Kota Bima, Incinews,Net- Di tengah harapan akan ketersediaan air bersih yang merata, muncul gelombang penolakan dari jantung masyarakat. Warga Kelurahan Penatoi dan Kelurahan Rite, Kecamatan Mpunda, Kota Bima, menyuarakan keresahan mereka terhadap proyek pemboran air tanah yang dilaksanakan oleh Pemerintah Kota Bima. Kekhawatiran akan dampak lingkungan dan keberlangsungan sumber air membuat warga memilih untuk berdiri di sisi kehati-hatian, bahkan jika itu berarti menentang rencana pembangunan yang diklaim demi kepentingan bersama.
Proyek yang dikerjakan oleh CV. Amel Sayang itu berada tepat di tengah permukiman padat, yakni di RT 11 RW 03 Kelurahan Penatoi—lokasi yang bagi warga memiliki nilai ekologis dan sosial tersendiri. Mereka pun menginisiasi penandatanganan surat penolakan sebagai bentuk sikap kolektif yang lahir dari rasa tanggung jawab terhadap lingkungan hidup di sekitar mereka.
“Kami tidak menolak air bersih, tapi kami takut kehilangan sumber kehidupan kami sendiri. Bagaimana jika pemboran ini justru menyebabkan kekeringan? Siapa yang bisa menjamin?” ungkap salah satu warga dengan nada gusar.
Penolakan ini bukanlah sekadar ketakutan irasional. Di mata warga, proyek pemboran yang menyasar kedalaman 90 meter tersebut berisiko mengganggu keseimbangan air tanah lokal. Meski pemerintah meyakinkan bahwa debit air yang diambil berasal dari lapisan dalam yang tak berhubungan langsung dengan mata air permukaan, warga tetap menuntut kehati-hatian dan transparansi.
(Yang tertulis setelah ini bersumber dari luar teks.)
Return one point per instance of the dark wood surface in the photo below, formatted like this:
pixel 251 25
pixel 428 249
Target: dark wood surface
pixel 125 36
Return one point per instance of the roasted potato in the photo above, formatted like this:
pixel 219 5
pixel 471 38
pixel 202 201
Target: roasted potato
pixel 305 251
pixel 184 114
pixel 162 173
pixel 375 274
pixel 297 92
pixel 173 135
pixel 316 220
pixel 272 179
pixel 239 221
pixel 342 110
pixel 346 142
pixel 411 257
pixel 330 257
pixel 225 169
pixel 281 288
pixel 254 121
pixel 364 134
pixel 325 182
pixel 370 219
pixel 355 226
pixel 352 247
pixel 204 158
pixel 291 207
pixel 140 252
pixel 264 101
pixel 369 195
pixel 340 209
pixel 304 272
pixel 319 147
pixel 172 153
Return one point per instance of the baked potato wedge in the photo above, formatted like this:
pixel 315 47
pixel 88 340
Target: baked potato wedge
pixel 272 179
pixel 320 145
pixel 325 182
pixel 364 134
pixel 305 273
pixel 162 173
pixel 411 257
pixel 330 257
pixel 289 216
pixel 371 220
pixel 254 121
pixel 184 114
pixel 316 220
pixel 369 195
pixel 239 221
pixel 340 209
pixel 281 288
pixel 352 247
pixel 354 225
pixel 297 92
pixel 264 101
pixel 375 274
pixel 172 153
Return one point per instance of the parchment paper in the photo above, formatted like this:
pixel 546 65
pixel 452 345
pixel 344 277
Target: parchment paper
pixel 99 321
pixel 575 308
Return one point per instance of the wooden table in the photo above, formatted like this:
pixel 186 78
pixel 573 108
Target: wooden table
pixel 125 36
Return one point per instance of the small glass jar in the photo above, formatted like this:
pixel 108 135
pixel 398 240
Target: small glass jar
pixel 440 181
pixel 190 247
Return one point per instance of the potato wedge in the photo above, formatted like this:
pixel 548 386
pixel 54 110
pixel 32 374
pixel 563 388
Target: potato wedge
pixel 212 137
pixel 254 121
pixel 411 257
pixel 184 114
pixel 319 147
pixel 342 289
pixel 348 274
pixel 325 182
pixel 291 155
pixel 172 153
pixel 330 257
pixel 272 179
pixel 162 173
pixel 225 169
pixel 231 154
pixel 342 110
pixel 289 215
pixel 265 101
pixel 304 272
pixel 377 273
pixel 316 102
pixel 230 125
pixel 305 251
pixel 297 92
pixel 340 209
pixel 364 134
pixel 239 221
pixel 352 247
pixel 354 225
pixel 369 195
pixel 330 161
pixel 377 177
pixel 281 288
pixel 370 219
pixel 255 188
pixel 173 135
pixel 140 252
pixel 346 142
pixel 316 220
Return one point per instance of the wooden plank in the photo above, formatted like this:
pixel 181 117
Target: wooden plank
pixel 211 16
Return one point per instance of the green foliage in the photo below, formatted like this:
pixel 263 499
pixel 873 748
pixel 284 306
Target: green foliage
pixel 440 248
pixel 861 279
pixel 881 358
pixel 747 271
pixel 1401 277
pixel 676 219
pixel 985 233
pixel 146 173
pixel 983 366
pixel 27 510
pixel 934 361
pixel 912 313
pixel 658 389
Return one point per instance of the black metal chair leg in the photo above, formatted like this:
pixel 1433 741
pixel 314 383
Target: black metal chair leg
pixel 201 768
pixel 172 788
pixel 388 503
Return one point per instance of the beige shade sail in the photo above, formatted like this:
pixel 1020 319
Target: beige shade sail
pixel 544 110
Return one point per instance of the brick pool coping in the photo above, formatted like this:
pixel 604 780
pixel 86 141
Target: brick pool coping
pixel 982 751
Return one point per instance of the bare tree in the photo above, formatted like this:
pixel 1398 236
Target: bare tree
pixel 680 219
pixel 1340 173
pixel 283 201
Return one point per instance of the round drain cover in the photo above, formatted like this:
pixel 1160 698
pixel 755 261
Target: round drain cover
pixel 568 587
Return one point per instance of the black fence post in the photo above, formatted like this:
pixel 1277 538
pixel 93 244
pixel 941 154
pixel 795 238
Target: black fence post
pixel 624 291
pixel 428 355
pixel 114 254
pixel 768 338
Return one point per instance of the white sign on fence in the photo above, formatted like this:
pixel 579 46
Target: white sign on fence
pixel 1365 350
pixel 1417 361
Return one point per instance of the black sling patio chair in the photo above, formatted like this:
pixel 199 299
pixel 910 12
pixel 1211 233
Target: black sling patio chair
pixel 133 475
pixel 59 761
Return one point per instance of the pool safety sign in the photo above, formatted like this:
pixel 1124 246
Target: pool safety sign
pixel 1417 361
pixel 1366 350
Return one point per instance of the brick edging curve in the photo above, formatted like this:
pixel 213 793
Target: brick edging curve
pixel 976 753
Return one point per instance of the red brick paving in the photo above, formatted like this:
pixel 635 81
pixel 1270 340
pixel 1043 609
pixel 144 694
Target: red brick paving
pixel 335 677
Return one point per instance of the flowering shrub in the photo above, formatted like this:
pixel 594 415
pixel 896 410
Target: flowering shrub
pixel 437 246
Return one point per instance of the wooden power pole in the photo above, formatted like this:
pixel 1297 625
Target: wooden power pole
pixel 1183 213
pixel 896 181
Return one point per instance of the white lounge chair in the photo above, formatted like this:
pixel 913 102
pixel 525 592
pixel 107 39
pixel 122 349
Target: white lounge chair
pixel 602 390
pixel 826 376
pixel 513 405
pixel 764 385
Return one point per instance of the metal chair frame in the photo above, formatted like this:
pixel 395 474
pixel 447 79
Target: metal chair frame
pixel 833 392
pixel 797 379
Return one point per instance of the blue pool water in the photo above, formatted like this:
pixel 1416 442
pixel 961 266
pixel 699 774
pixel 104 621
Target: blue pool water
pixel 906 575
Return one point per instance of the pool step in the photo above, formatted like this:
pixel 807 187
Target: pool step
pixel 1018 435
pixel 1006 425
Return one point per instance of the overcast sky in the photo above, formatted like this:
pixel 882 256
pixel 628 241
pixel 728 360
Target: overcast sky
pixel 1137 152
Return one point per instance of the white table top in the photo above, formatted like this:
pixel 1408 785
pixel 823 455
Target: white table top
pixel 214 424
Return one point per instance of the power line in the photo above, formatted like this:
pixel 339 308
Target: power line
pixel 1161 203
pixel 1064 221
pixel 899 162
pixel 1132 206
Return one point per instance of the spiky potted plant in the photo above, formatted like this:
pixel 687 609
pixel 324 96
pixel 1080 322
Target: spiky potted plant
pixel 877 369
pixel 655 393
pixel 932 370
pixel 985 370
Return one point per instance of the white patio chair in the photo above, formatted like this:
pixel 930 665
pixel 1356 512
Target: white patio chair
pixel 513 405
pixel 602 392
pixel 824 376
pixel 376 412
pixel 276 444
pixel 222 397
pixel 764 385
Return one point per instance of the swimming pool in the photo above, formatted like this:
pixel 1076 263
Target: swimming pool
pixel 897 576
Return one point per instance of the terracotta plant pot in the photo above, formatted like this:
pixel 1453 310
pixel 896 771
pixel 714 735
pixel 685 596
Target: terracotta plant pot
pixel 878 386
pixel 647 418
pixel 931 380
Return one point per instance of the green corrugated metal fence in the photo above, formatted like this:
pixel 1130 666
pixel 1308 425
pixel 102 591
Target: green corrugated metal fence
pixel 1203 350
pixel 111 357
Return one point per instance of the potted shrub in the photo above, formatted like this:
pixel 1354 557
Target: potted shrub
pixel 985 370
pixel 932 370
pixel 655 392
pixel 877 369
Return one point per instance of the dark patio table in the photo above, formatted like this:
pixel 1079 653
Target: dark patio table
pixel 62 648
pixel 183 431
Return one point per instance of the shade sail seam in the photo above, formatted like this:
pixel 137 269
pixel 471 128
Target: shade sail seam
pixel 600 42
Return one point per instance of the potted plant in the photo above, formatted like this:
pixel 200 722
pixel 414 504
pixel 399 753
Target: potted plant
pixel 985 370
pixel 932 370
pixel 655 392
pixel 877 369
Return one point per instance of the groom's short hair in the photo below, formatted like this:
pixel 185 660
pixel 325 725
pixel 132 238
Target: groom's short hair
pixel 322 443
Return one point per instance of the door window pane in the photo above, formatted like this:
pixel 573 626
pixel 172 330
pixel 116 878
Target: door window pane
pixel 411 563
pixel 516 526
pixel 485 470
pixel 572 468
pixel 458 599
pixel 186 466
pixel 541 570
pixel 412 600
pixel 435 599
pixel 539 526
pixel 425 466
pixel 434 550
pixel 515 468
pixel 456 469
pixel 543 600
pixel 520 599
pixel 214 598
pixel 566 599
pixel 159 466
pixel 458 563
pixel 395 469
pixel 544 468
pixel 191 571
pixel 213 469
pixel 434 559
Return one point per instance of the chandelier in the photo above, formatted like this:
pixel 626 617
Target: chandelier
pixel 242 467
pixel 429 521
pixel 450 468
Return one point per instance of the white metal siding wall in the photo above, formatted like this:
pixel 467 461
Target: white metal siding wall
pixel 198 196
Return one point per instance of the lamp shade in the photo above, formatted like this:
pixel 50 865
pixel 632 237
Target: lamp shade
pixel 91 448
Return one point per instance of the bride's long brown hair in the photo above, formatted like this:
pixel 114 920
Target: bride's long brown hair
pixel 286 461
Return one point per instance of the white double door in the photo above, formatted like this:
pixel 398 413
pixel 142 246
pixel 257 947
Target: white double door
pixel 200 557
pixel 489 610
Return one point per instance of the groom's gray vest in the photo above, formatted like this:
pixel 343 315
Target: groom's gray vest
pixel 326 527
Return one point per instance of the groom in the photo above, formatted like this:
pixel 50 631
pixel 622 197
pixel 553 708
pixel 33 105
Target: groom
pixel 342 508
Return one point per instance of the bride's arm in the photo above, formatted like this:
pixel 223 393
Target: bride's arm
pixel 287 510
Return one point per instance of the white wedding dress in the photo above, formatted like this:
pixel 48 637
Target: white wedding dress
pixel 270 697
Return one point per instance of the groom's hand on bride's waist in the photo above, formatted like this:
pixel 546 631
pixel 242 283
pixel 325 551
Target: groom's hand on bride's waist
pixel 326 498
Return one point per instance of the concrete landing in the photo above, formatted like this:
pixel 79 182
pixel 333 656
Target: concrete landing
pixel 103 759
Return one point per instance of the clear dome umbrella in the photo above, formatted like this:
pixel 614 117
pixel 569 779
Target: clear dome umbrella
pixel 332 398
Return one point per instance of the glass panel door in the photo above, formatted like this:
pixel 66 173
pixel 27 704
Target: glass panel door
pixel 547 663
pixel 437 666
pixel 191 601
Kepala Bidang Cipta Karya Dinas PUPR Kota Bima, Syahwan, ST, MT, mengakui adanya penolakan dari masyarakat. Namun menurutnya, reaksi semacam itu adalah hal yang wajar dalam setiap pembangunan infrastruktur publik.
“Kami memahami keresahan warga. Maka dari itu, titik pemboran telah kami geser dari lokasi awal, walaupun tidak terlalu jauh, sebagai bentuk respons terhadap aspirasi masyarakat,” jelas Syahwan dalam keterangannya, Selasa (17/6).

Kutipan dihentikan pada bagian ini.